Goering: The Sudeten Crisis

1946 Nuremberg Tribunal: On day 81, Hermann Goering testifies on his own behalf, answering a series of leading questions posed by his defense counsel.

Dr Stahmer: What part did you have in making the Munich Pact of September 1938?

Goering: The incorporation of the Sudeten Germans or, better said, the solution of the Sudeten German problem I had always emphasized as being something that was necessary. I also told the Fuehrer after the Anschluss of Austria that I should regret it if his statements were misunderstood to mean that with the Anschluss of Austria this question had been settled.

In November 1937, I stated to Lord Halifax that the Anschluss of Austria, the solution of the Sudeten German question in the sense of a return of the Sudeten Germans, and the solution of the problem of Danzig and the Corridor were integral parts of German policy. Whether they were tackled by Hitler one day, or by me or somebody else the next day, they would still remain political aims that under all circumstances would have to be attained sometime. However, both of us agreed that all efforts should be made to achieve that without resorting to war.
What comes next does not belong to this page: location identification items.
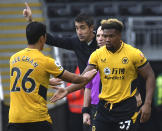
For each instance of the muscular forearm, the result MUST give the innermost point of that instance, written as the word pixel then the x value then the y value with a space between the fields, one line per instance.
pixel 150 87
pixel 75 87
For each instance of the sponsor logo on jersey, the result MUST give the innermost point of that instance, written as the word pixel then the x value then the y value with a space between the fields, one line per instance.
pixel 125 60
pixel 103 60
pixel 58 65
pixel 107 71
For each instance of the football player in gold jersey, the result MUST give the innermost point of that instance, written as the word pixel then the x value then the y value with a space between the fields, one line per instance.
pixel 118 64
pixel 29 78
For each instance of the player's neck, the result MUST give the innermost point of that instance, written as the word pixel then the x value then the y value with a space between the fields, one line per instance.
pixel 35 46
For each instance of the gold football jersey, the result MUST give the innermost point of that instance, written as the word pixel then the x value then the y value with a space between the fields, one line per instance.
pixel 117 71
pixel 29 78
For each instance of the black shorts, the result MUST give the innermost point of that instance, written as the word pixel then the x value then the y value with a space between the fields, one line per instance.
pixel 122 117
pixel 33 126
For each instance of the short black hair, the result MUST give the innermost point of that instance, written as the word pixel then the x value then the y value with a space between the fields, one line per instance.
pixel 112 24
pixel 34 31
pixel 84 17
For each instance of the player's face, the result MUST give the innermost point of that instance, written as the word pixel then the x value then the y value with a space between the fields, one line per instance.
pixel 100 37
pixel 83 31
pixel 113 38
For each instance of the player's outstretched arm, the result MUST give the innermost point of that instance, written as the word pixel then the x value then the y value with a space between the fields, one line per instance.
pixel 148 74
pixel 88 73
pixel 78 79
pixel 27 13
pixel 55 81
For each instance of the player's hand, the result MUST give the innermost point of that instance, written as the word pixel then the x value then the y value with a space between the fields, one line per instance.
pixel 55 81
pixel 145 112
pixel 59 94
pixel 27 13
pixel 90 74
pixel 138 99
pixel 86 119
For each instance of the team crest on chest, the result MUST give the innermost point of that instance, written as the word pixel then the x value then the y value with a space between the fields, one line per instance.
pixel 58 65
pixel 107 71
pixel 103 60
pixel 125 60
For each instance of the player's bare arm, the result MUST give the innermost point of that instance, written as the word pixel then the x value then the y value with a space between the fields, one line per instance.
pixel 147 73
pixel 55 81
pixel 62 92
pixel 78 79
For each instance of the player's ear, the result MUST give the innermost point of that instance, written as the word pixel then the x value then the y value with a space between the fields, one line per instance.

Furthermore, in my conversations with Mr. Bullitt I had always taken up the very same position. And I told every other person, publicly and personally, that these three points had to be settled and that the settlement of the one would not make the others unimportant. I also want to stress that, if in connection with this, and also in connection with other things, the Prosecution accuses us of not having kept this or that particular promise that Germany had made in the past, including the Germany that existed just before the seizure of power, I should like to refer to the many speeches in which both the Fuehrer--this I no longer remember so well--and I, as I know very well, stated that we warned foreign countries not to make any plans for the future on the basis of any promises made by the present government, that we would not recognize these promises when we acquired power. Thus there was absolute clarity in respect to this.

When the Sudeten question approached a crisis and a solution was intended by the Fuehrer, I, as a soldier and Commander-in-Chief of the Luftwaffe, as was my duty, took the preparatory measures, ordered for any eventuality. As a politician I was extremely happy at the attempts which were made to find a peaceful solution. I acknowledge that at that time I was very glad when I saw that the British Prime Minister was making every possible effort. Nevertheless, the situation on the day before the Munich agreement had again become very critical.

It was about 6:30 or 7 o'clock in the morning when the Italian Ambassador, Attolico, rang me up and said that he had to see me immediately on orders from Mussolini, that it was about the solution of the Sudeten problem. I told him he should go and see the Foreign Minister. He said he had a special order from Mussolini to see me alone first. I met him, as far as I remember, at 9 o'clock in the morning, and there he suggested that Mussolini was prepared to mediate; that a meeting should be called as soon as possible between Germany [Adolf Hitler], England [Prime Minister Chamberlain], France [Premier Daladier], and Italy [Mussolini], in order to settle the question peacefully. He, Mussolini, saw a possibility of that and was prepared to take all necessary steps and asked me personally to use all my influence in that direction.

I took the Ambassador, and also Herr Constantin von Neurath although he was not Foreign Minister at that time, at once to the Reich Chancellery and reported everything to the Fuehrer, tried to persuade him, explained to him the advantages of such a step and said that this could be the basis for a general easing of tension. Whether the other current political and diplomatic endeavors would be successful one could not yet say, but if four leading statesmen of the four large western European powers were to meet, then much would be gained by that. Herr von Neurath supported my argument, and the Fuehrer agreed and said we should call the Duce by telephone. Attolico, who waited outside, did that immediately, whereupon Mussolini called the Fuehrer officially and matters were agreed and Munich decided upon as the place.

Late in the afternoon I was informed by the Italian Embassy that both the British Prime Minister and the French Prime Minister had agreed to arrive at Munich the next day. I asked the Fuehrer, or rather, I told him, that under all circumstances I would go along. He agreed. Then I suggested that I could also take Herr von Neurath with me in my train. He agreed to that also. I took part in some of the discussions and, when necessary, contributed to the settlement of many arguments and, above all, did my best to create a friendly atmosphere on all sides. I had personal conversations with M. Daladier and Mr. Chamberlain, and I was sincerely happy afterwards that everything had gone well.